Living With Animals: 4th Of July

By Hope Bidegainberry on June 28, 2019
Dog muzzle closed eyes jack russell terrier against the sky with fireworks. Safety of pets during fireworks concept

Admitting my dislike of this coming weekend’s holiday is not a political statement. Nope. It is entirely a pro-animal statement based on the obvious fact that this is going to be a lousy weekend for animals in America. Sure, I’m a child of the 1960s: I don’t think of “bombs bursting in air” as reason to celebrate. But this is not about philosophy. It’s about noise.

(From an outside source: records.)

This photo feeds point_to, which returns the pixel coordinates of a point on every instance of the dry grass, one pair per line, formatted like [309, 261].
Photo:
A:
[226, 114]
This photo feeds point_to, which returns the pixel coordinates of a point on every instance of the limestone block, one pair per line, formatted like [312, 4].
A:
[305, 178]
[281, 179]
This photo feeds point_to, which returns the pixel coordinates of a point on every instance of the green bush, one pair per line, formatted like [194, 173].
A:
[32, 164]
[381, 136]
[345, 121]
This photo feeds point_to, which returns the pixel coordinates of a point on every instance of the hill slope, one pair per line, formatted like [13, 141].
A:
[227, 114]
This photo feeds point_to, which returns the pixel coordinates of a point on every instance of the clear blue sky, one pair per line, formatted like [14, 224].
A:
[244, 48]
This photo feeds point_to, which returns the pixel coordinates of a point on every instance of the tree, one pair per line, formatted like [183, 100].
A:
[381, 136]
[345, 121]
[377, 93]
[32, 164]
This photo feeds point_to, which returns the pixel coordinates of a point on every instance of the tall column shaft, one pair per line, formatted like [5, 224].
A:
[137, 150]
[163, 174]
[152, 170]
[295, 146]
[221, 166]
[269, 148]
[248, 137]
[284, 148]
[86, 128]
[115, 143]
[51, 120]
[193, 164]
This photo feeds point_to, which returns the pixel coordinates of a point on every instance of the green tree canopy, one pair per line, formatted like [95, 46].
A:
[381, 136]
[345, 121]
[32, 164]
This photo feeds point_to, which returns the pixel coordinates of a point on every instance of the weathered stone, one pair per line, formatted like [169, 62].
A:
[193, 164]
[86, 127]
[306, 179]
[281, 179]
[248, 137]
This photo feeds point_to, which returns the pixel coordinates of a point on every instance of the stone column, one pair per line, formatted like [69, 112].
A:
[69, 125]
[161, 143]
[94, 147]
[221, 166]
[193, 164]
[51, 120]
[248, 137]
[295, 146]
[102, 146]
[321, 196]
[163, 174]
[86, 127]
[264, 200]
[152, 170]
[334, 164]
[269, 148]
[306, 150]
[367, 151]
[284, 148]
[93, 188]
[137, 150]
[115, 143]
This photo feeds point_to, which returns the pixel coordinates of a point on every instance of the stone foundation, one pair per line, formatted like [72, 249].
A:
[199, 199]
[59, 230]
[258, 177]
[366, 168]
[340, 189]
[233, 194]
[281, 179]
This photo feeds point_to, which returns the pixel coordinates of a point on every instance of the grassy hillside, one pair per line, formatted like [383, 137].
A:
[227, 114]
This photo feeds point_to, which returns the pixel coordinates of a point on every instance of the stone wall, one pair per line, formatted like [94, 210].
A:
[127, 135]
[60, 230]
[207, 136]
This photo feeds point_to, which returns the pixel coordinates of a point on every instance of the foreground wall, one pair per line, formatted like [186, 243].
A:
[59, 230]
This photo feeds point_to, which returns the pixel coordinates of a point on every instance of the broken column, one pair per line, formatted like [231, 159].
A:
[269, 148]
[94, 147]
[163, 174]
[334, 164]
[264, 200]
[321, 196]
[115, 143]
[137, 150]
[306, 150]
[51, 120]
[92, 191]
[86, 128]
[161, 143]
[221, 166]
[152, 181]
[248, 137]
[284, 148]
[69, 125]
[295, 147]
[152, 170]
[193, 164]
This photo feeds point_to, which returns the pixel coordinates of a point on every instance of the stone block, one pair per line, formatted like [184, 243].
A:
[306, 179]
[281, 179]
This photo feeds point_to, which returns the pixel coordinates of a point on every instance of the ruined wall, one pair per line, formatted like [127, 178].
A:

When cats hear loud noises, special muscles in the middle ear squeeze to help muffle the noise and protect the inner ear. A fine adaptation when you turn the TV up too loud but scant protection from booming fireworks. Dogs not only hear sound more acutely than do humans, they also hear noises both much higher and lower than we do: those screeching and stomach-vibrating explosions are torture. Sudden, loud noise is a source of misery for both dogs and cats. Not only are they made miserable by the sounds of firework (which can actually cause damage to the inner ear) but the startle effect is often terrifying. Add the light show, and it’s as if the world has suddenly become a fierce predator and there’s no safe place to hide. That’s why many humane societies find themselves with a whole lot of extra animals come July 5th, with dogs breaking down fences and cats jumping through windows to escape from what must seem unescapable. 

Short of packing up the pets and getting out of town to your yurt deep in the high desert of New Mexico (doesn’t that sounds nice?) you really can’t fully protect your animals, but there are some steps to consider. Stay home with your pets. Keep them indoors long before and after the expected blasting. Turn on some mind-numbing music or TV show, distracting by its dullness rather than contributing to the volume. Dim the lights or drop the window shades, and reach deep into your patience if you find pee on the floor. If you know your animal is supersensitive to scary events, this is a good time to talk with your veterinarian about a possible prescription. As for wildlife, offer them your best wishes for getting through this unharmed. Like I said, not my favorite holiday.